Franz Schubert (1797-1828)

Quatuor n° 14 en ré mineur La jeune fille et la mort D. 810

Manuel de Falla (1876-1946)

Fantasia Bética pour piano (1919)

Thierry Escaich (1965-)

La Ronde pour quatuor à cordes et piano (2000)

Interprètes

Quatuor Arod

Jordan Victoria, Alexandre Vu violon

Corentin Apparailly alto

Samy Rachid violoncelle

 

Philippe Hattat piano

Biographies

arod1Quatuor Arod

Créé en 2013, le quatuor Arod remporte en février 2014 le 1er prix du Concours européen de la FNAPEC ainsi que le Prix spécial ProQuartet-CEMC.

Fruit de la rencontre entre quatre musiciens issus du Conservatoire National Supérieur de Musique et de Danse de Paris et partageant la même passion pour la musique de chambre, le quatuor Arod a bénéficié de l'enseignement de Jean Sulem (quatuor Rosamonde) et est actuellement en résidence à la Chapelle Musicale de la Reine Elisabeth de Bruxelles, suite à l’invitation et dans la classe du Quatuor Artemis. Ils travaillent par ailleurs avec de grands musiciens parmi lesquels le quatuor Debussy, le quatuor Ebène, le quatuor Diotima, François Salque, Jérôme Pernoo ainsi que le Tokyo Quartet.

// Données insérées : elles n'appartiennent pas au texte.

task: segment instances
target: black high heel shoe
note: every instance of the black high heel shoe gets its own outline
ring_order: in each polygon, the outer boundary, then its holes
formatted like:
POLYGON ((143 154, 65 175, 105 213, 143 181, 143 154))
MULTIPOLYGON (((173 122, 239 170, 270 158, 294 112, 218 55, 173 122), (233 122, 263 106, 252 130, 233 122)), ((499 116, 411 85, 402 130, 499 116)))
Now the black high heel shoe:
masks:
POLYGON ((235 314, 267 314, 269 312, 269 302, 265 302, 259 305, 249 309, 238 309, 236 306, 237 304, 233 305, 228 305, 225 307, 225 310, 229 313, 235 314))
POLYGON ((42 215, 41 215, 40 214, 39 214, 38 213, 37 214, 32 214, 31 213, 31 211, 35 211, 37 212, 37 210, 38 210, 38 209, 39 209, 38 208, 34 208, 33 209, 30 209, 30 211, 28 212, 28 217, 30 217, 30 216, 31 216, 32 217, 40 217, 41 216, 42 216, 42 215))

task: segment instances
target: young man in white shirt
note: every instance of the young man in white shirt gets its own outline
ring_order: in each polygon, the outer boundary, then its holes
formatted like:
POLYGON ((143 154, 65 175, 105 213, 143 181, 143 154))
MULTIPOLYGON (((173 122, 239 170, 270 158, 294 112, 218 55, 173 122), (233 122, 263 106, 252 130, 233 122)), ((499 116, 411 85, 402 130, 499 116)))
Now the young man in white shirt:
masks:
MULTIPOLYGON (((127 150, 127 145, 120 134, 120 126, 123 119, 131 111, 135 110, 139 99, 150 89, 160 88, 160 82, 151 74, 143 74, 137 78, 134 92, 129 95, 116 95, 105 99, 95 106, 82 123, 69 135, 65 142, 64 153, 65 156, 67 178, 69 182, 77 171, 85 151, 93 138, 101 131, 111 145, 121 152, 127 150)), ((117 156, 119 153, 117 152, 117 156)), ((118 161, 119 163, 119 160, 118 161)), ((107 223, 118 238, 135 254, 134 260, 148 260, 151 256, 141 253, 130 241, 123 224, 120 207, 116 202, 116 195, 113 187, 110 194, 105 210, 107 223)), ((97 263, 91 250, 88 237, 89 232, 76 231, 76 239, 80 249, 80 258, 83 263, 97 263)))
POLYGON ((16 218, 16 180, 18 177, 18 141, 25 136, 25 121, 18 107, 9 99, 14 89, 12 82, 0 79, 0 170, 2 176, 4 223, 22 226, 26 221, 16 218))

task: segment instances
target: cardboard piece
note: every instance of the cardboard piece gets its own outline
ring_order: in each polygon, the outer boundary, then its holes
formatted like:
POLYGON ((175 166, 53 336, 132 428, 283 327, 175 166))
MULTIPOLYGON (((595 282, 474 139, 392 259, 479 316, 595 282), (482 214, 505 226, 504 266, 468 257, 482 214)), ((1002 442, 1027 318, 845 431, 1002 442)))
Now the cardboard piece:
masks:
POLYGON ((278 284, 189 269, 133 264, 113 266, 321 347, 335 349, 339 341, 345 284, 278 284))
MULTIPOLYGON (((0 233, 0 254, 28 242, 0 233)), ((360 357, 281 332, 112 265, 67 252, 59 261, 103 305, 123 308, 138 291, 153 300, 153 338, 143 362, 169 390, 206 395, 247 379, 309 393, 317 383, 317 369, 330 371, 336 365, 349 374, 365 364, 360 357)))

Le quatuor Arod se produit en concert dans de nombreux festivals : Les Vacances de Mr Haydn, Les Mélusicales, Musique à Versailles, Novembre musical de Bonne, Les Cordes en Ballade, Festival international de Pontlevoy, Festival Debussy, Festival de Pentecôte en Berry, Festival les Inouïes, Les Rencontres Franco-Américaines de Missilac etc… Ils sont également invités à se produire aux côtés d’artistes tels que les clarinettistes Michel Lethiec et Romain Guyot, les pianistes Claire Désert et François Chaplin et le Quatuor Debussy.

Également présent sur les ondes, le Quatuor Arod a pu être entendu sur France Musique dans l’émission de Dominique Boutel « La Matinale du Samedi », « Le Magazine des Festivals » de Lionel Esparza ou encore « La Matinale Culturelle » de Vincent Josse et Nicolas Lafitte.

Le quatuor Arod est en résidence à la Fondation Singer-Polignac depuis janvier 2015.

Le quatuor Arod est habillé par « Blandin et Delloye – Paris ».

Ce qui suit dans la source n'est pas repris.